The practical tips for time-lapse imaging described here are only a small fraction of a large number of possible alternatives. Scientists should try to be up-to-date on the latest version of fluorescent reporters, for possible applications to their specific needs. The server system we have described is suited for mass storage and processing of automatically acquired images. For analyses of images for specific purposes, image-processing tools such as ImageJ (http://rsb.info.nih.gov/ij/) are available. With a rich resource of publicly available plug-ins, researchers should be able to customize the use of ImageJ for their specific experimental needs.

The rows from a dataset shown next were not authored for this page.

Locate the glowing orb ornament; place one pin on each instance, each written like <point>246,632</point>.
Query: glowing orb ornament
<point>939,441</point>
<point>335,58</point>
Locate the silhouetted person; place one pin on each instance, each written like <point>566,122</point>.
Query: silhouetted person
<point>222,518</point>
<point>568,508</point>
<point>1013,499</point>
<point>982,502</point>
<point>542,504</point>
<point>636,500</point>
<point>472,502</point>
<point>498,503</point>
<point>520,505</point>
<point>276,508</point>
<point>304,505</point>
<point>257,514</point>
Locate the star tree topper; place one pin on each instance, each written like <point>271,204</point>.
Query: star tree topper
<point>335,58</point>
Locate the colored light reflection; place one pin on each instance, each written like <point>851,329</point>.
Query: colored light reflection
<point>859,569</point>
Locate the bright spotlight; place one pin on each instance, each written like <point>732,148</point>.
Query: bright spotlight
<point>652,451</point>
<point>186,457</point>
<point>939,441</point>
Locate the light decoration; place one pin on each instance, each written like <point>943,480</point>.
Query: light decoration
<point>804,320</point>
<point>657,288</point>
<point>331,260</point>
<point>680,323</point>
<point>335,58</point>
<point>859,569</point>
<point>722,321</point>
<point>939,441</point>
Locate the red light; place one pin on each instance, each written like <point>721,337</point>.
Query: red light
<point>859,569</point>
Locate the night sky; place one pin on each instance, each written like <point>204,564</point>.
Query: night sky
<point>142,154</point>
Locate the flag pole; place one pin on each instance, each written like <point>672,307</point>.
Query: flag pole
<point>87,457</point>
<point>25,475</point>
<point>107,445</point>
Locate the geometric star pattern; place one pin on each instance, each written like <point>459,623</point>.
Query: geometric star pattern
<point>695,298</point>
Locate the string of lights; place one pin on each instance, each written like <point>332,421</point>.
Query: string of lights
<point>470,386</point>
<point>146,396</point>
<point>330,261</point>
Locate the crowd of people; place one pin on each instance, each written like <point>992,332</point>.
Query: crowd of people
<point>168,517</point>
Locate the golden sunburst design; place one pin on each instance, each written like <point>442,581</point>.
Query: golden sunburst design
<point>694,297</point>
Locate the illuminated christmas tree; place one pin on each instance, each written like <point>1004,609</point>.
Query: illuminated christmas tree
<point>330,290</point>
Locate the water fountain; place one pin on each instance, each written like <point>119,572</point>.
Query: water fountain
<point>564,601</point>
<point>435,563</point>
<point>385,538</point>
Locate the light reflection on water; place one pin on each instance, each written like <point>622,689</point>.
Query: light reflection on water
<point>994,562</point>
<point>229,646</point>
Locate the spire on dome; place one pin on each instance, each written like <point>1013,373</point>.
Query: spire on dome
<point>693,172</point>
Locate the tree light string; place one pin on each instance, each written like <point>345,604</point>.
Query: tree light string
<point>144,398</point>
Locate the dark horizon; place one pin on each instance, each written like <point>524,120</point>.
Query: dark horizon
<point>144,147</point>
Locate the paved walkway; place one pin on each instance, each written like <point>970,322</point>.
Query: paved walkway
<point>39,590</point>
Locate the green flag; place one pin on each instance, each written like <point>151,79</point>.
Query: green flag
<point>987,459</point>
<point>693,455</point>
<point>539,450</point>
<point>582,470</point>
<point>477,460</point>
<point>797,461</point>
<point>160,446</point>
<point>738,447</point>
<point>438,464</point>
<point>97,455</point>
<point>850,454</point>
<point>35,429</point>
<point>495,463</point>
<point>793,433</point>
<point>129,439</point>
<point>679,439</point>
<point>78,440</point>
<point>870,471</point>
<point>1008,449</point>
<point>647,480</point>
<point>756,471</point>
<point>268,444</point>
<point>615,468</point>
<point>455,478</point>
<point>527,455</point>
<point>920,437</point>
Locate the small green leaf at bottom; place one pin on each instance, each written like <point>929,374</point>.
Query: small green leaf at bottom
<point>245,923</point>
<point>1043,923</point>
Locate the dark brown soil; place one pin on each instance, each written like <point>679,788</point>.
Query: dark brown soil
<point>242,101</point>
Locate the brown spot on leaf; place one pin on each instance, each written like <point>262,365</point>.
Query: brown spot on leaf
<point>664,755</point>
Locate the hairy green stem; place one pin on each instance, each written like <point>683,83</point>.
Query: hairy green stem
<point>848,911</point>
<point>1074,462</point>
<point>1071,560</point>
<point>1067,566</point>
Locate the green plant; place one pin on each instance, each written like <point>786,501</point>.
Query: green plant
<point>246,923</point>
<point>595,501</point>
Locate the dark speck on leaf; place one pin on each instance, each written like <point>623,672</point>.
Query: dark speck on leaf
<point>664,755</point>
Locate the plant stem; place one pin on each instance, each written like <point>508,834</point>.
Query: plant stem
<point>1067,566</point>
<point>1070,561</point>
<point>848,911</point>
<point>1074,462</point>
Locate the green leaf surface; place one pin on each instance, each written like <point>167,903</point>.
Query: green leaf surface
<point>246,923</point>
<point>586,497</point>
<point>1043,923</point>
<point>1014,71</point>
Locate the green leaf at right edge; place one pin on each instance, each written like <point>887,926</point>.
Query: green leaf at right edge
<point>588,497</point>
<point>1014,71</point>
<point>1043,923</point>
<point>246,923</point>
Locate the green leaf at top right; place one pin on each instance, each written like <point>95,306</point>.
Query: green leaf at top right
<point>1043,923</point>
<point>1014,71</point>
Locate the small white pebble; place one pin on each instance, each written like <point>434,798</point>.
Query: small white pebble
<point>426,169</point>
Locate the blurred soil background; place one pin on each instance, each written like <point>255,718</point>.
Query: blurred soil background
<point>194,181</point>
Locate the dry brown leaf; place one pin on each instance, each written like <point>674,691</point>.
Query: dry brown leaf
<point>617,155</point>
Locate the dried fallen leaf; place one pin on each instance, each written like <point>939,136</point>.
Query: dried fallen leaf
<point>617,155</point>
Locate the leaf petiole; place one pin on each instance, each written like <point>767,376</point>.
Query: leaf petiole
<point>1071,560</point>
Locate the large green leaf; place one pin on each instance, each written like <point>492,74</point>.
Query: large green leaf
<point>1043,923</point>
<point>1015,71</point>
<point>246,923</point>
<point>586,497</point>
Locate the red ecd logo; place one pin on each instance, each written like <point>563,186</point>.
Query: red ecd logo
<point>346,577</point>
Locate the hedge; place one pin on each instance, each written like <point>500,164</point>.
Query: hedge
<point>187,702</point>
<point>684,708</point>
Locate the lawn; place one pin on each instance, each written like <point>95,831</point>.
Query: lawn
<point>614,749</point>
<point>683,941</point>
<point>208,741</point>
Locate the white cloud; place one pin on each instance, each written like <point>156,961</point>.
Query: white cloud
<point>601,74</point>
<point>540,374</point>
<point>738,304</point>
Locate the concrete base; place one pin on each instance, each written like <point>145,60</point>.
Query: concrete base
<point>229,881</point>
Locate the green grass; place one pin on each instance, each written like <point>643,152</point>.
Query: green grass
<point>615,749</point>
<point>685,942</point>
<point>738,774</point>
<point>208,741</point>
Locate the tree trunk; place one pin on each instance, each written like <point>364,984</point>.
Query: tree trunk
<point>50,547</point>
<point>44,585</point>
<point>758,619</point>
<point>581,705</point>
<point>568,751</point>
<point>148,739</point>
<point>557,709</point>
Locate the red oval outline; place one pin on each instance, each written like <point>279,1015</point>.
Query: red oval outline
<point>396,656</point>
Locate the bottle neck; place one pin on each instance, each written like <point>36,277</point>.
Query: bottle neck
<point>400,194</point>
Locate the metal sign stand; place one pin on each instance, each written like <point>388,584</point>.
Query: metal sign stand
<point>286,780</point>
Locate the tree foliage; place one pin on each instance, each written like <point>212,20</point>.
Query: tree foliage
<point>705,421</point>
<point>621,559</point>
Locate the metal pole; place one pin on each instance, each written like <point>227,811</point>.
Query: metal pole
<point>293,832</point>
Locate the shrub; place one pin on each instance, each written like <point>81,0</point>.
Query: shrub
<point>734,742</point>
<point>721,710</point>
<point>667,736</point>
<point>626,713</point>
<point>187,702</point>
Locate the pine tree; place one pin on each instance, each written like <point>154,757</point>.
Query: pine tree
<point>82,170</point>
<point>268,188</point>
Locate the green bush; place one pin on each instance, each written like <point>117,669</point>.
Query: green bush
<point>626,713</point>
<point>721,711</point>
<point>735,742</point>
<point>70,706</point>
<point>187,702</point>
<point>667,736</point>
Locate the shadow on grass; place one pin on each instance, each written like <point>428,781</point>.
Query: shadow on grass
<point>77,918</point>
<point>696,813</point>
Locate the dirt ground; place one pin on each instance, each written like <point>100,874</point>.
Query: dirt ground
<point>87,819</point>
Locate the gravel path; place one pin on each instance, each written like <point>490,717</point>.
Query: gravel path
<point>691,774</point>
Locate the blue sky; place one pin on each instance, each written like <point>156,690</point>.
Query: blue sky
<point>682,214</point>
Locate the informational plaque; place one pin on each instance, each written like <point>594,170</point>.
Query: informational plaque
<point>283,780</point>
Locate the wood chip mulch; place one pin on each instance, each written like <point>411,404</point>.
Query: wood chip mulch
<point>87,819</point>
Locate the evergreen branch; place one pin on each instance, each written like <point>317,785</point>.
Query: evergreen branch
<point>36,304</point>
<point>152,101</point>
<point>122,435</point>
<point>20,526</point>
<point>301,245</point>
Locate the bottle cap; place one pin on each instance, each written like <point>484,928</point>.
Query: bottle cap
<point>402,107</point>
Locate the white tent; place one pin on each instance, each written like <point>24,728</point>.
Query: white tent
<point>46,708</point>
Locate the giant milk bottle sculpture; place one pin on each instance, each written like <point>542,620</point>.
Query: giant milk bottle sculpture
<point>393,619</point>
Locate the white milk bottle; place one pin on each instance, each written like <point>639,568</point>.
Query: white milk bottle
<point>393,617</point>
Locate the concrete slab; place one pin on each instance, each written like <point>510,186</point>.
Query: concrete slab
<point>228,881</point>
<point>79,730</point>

Some of the image processing tools described in this manuscript are available from http://www.cdb.riken.jp/signal/. Given the rapid progress in imaging technology and genetic tools to label specific cell types with multiple colors, live imaging will continue to stimulate our imagination to uncover new aspects of development and morphogenesis.
We are grateful to Ken Kakihara, Housei Wada, Atsushi Wada and the members of the Hayashi lab for their contribution to the works described here. We also thank Tatsuhiko Noguchi for comments on the manuscript. K.K. was supported by a Riken Special Postdoctoral Fellowship.